After playing seven games he was himself replaced by Will McDonald in June the same year and released from the club.

Following this parenthesis, he rejoined Kalev in September 2014 and proceeded to have one of his best seasons, taking over the starting center position from star defender Bamba Fall he was the best rebounder of the VTB United League despite his team only winning twice, whilst he was instrumental in another Estonian league title, finishing second in the rebounding charts (1st in total rebounds) and again in the All-KML team.
In the same season he had his first taste of European competition in the second tier EuroCup where he was a good but unspectacular performer in an unsuccessful campaign, the Estonians finishing 5th in their group of 6 teams.

Elegar signed an extended contract with Kalev during the following summer. During the season, he developed his pick-and-roll combo with the point guard Scott Machado, putting up double-digit scoring averages in both VTB United League and BBL. With Fall leaving the team, Elegar became the leading rebounder in VTB United League in the 2014–2015 season with a record of 203 rebounds in 18 games. One of his outstanding games was when he scored 26 points and grabbed 10 rebounds while shooting at 100% from the field in a game against Nizhny Novgorod.

===European moves===
Elegar's level of play soon caught the attention of powerhouses around Europe and in February 2015 he signed for Italian team EA7 Emporio Armani Milano, Nizhny Novgorod's opponents in the Top 16 of Europe's premier competition, the EuroLeague, he left as the most efficient player of the United League and more importantly as one of Kalev's historical players.

In July 2015, Elegar signed with Turkish Super League side TED Ankara Kolejliler.

On July 20, 2016, Elegar signed with the Russian team BC Yenisey Krasnoyarsk.

On July 3, 2017, Elegar signed a two-year contract with Lokomotiv Kuban.

On August 14, 2020, Elegar signed a one-year contract with Reggio Emilia of the Italian Lega Basket Serie A (LBA) and the FIBA FIBA Europe Cup.

On July 21, 2021, Elegar signed with the newly promoted to the Serie A Napoli Basket.

==National team career==

In 2006, at age 19 he was called up for the U.S. Virgin Islands national basketball team for the Caribbean Basketball Championship where a second-place finish gave them a place in the 2006 Centrobasket. There he contributed to a silver medal for the underdogs, beating established teams such as the Dominican Republic and Puerto Rico before losing in the final to Panama.
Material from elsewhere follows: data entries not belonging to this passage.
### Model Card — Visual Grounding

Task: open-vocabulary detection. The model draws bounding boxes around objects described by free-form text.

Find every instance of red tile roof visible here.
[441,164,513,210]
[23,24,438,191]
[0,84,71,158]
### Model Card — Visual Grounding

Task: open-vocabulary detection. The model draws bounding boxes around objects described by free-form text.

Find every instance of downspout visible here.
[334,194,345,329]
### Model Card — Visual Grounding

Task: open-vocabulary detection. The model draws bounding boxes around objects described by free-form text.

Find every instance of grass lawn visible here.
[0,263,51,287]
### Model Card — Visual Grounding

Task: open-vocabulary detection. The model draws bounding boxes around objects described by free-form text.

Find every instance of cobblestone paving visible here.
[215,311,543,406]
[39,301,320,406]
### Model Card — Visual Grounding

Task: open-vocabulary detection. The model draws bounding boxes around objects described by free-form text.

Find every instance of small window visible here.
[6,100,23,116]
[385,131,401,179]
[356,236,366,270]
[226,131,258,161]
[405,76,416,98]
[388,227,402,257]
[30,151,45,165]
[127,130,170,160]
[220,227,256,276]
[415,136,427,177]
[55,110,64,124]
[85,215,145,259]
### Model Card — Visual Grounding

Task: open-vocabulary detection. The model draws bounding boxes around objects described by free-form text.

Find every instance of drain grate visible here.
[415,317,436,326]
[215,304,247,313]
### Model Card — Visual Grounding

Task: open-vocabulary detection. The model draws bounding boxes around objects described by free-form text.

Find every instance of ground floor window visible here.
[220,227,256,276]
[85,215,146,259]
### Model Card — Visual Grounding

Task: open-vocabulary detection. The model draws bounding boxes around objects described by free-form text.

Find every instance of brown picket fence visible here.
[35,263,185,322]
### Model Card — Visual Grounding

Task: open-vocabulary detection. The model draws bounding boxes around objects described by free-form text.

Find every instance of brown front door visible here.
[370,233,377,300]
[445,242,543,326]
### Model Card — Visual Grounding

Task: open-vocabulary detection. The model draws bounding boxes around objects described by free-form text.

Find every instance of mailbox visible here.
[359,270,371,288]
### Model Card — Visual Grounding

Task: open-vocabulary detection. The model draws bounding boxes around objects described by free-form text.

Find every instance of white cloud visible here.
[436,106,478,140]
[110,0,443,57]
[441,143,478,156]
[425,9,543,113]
This earned the Virgin Islanders a place in the 2007 Pan American Games where, after two close defeats including a rematch against Puerto Rico, they won against the higher ranked Canada.

The pinnacle of Elegar's international career was his participation in the 2007 FIBA Americas Championship, the continent's best tournament where he played against birth nation United States that had in their squad a plethora of NBA champions and All-Stars including LeBron James, Kobe Bryant and Jason Kidd, the game was a blowout as the U.S. Virgin Islands lost 59–123 with Elegar scoring a solitary point in 20 minutes.
The next games were three close defeats against Canada, Brazil and Venezuela although Elegar lost his place as a starter.

After 2010 Centrobasket where the team could not reiterate past exploits, losing to neighbouring British Virgin Islands, he has not played for his national team, as of July 2015.

==The Basketball Tournament==
Frank Elegar played for HBC Sicklerville in the 2018 edition of The Basketball Tournament. He scored 2 points and had 2 steals in the team's first-round loss to the Talladega Knights.

==Player profile==
A center, he is an active player and battles hard for every rebound thanks to his athleticism. Smooth around the rim offensively he can score close to the basket, especially with a powerful dunk, or draw a foul. His weakness is his shooting, which is limited further away from the rim, also for a player who draws a lot of fouls his free throw accuracy is poor.